Enzymes will catalyze.   
Key derivation from 
Briggs and Haldane:
[ES] defined with approach 
Lineweaver-Burk yields a
Graphical gain.”

The 25 April 2022 poem was similar to the “aromaticity ode” from a few days prior, in that its primary aim was to compile a significant amount of information in a memorable way.  It was posted on “DNA Day,” so a biochemistry theme seemed particularly appropriate. 

The poem compiles several names and big-picture findings of several scientists who studied enzyme catalysis.    

“Michaelis-Menten-ly, /
Enzymes will catalyze.” 

Enzymes are biological catalysts, remarkable in their specificity and efficiency: they speed up reactions but are not consumed in these reactions.  Many enzyme-related reactions can be modeled via the Michaelis-Menten mechanism, a step-by-step depiction that biochemists use to understand the kinetics (rates) of enzyme-catalyzed reactions.  

In 1913, biomedical researchers Leonor Michaelis and Maud Menten proposed this important mechanism.  In these first few lines, their famous names are adapted into an adverb for use in this pseudo-double-dactyl poem.  

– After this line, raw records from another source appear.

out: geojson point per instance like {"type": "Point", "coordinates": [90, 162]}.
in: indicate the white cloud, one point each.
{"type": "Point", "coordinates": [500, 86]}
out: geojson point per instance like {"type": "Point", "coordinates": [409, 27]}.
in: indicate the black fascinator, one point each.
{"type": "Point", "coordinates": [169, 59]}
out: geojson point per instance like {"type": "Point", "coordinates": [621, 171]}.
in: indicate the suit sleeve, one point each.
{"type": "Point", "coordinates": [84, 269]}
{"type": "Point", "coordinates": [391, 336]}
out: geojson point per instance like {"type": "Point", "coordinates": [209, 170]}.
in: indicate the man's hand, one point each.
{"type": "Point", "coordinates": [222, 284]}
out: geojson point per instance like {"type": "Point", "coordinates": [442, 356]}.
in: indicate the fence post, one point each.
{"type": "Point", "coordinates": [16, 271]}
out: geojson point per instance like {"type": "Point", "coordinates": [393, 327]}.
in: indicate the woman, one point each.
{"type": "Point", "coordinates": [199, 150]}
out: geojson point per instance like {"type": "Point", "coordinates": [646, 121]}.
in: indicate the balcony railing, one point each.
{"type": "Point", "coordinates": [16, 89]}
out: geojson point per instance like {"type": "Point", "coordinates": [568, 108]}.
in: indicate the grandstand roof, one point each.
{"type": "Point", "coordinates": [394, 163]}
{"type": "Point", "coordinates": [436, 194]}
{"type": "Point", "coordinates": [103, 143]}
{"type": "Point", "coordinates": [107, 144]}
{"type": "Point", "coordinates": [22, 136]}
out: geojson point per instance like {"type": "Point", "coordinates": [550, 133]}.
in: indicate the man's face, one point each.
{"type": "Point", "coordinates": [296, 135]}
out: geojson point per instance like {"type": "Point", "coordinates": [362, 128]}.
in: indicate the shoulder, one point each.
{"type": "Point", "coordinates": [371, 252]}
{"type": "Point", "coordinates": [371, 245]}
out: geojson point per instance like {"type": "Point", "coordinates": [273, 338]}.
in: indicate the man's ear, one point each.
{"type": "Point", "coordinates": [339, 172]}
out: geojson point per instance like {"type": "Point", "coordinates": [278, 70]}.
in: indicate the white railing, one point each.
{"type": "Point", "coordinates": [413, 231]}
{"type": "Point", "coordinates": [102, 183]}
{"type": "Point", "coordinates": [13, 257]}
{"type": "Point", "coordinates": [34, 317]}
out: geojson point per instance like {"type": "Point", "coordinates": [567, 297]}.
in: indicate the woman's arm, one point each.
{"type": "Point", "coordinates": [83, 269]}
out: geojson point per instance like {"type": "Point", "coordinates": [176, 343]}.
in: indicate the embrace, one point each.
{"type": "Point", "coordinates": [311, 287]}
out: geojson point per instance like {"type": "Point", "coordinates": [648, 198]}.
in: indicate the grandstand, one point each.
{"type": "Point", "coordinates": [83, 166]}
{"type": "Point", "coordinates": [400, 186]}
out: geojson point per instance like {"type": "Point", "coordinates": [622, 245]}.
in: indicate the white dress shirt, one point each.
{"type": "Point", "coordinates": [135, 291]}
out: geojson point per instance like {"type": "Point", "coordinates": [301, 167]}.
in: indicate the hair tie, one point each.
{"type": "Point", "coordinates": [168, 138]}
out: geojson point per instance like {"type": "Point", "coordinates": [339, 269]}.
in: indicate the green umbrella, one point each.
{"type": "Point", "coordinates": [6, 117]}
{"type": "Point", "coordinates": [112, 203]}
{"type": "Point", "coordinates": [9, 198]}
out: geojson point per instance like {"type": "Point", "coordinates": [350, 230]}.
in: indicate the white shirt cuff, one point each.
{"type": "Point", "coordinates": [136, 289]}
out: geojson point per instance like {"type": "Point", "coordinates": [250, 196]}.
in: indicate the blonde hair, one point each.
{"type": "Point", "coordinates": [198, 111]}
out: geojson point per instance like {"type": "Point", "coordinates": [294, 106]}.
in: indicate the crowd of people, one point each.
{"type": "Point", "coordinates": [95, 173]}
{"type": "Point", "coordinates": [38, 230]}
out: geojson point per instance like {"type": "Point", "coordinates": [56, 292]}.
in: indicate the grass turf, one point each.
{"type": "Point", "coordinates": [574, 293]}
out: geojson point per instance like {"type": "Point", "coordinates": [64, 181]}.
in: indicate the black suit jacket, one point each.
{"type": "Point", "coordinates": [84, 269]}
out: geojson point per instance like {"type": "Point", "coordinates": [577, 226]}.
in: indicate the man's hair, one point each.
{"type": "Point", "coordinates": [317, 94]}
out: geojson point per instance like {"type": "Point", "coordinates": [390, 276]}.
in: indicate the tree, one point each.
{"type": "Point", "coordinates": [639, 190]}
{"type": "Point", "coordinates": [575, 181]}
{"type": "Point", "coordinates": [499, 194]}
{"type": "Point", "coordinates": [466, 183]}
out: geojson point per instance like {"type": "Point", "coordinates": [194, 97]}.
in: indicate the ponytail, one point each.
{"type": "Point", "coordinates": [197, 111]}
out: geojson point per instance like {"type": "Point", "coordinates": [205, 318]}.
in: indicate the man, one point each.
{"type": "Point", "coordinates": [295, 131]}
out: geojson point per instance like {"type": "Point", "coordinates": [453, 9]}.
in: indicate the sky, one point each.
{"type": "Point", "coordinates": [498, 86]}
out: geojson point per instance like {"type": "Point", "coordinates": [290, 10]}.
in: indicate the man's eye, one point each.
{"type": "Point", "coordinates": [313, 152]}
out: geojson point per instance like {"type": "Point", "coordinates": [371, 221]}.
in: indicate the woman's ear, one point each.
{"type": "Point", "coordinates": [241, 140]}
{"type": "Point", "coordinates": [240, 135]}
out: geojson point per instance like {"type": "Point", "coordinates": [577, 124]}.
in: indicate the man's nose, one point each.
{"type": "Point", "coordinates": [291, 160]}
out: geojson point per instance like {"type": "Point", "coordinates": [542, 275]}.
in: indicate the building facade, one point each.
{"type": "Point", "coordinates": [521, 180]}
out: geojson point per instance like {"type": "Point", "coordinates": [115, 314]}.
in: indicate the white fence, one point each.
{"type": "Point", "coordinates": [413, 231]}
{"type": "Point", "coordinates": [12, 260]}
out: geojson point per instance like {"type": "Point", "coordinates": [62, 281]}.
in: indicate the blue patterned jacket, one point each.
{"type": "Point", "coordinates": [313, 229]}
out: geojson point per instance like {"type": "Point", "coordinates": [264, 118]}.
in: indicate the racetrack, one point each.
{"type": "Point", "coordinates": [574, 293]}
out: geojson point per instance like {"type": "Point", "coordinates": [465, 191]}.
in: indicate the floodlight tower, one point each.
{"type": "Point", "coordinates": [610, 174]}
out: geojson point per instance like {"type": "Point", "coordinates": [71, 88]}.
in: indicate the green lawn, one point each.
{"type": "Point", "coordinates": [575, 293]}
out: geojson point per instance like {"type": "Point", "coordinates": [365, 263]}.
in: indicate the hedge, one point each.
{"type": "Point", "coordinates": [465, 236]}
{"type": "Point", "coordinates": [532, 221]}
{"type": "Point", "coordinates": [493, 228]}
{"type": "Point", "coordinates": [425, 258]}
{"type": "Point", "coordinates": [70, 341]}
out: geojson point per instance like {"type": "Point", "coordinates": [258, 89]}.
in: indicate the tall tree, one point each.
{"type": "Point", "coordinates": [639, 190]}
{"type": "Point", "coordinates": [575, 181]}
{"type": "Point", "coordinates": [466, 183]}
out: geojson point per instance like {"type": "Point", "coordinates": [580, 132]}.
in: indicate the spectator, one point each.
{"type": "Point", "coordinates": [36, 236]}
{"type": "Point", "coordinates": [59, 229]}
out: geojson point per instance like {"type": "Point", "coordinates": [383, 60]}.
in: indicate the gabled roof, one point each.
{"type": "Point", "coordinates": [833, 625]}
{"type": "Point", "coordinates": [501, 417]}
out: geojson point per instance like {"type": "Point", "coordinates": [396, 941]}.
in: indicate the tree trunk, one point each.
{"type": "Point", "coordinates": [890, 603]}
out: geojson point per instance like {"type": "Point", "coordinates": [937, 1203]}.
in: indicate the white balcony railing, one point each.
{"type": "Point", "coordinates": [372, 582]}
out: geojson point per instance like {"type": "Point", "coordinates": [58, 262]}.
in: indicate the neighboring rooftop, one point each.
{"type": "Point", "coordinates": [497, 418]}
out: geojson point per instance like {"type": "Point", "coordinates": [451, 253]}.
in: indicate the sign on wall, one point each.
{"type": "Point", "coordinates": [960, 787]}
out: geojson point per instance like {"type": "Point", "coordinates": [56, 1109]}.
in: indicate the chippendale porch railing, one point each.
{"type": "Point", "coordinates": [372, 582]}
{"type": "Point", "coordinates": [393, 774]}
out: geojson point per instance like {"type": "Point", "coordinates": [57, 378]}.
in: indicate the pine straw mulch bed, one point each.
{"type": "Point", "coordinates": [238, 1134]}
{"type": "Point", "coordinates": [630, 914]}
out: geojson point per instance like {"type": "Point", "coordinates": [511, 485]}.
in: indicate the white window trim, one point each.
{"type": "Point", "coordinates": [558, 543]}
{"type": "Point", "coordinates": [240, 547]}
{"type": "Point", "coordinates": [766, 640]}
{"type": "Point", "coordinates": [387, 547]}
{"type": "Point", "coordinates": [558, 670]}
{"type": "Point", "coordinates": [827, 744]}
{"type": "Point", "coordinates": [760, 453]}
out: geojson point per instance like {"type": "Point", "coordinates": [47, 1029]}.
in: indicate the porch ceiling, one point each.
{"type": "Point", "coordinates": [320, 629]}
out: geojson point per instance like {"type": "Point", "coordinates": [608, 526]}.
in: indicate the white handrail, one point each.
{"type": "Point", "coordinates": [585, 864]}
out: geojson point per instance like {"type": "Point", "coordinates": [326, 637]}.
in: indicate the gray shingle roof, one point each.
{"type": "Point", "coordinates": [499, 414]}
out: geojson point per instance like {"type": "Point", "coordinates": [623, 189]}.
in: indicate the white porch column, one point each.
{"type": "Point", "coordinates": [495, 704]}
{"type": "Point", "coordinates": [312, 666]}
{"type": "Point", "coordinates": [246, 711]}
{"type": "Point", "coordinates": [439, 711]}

The mechanism can be seen at this link and rationalizes how an enzyme (abbreviated E) interacts with a substrate (abbreviated S) to ultimately yield a product (abbreviated P).        

“Key derivation from /
Briggs and Haldane:/
[ES] defined with approach / 

George Briggs and J.B.S. Haldane published their work on a subsequent investigation of Michaelis-Menten kinetics in 1925, involving an innovation regarding the enzyme-substrate complex (ES) formed as a reaction intermediate, noting that its concentration in solution (designated in the poem by the square brackets) stays relatively constant (“quasi-steady-state”).    

“Lineweaver-Burk yields a /
Graphical gain.” 

Hans Lineweaver and Dean Burk proposed a graphical analysis of the Michaelis-Menten mechanism in 1934.  This type of analysis allows efficient interpretation of some of the important rate-related data under investigation, which can be quickly ascertained via algebraic manipulation, yielding a “gain” of key kinetic parameters. 

The post title notes that all three pairs of names relate to models that are useful in understanding biochemical processes; it alludes to Maud Menten’s name, specifically, in doing so.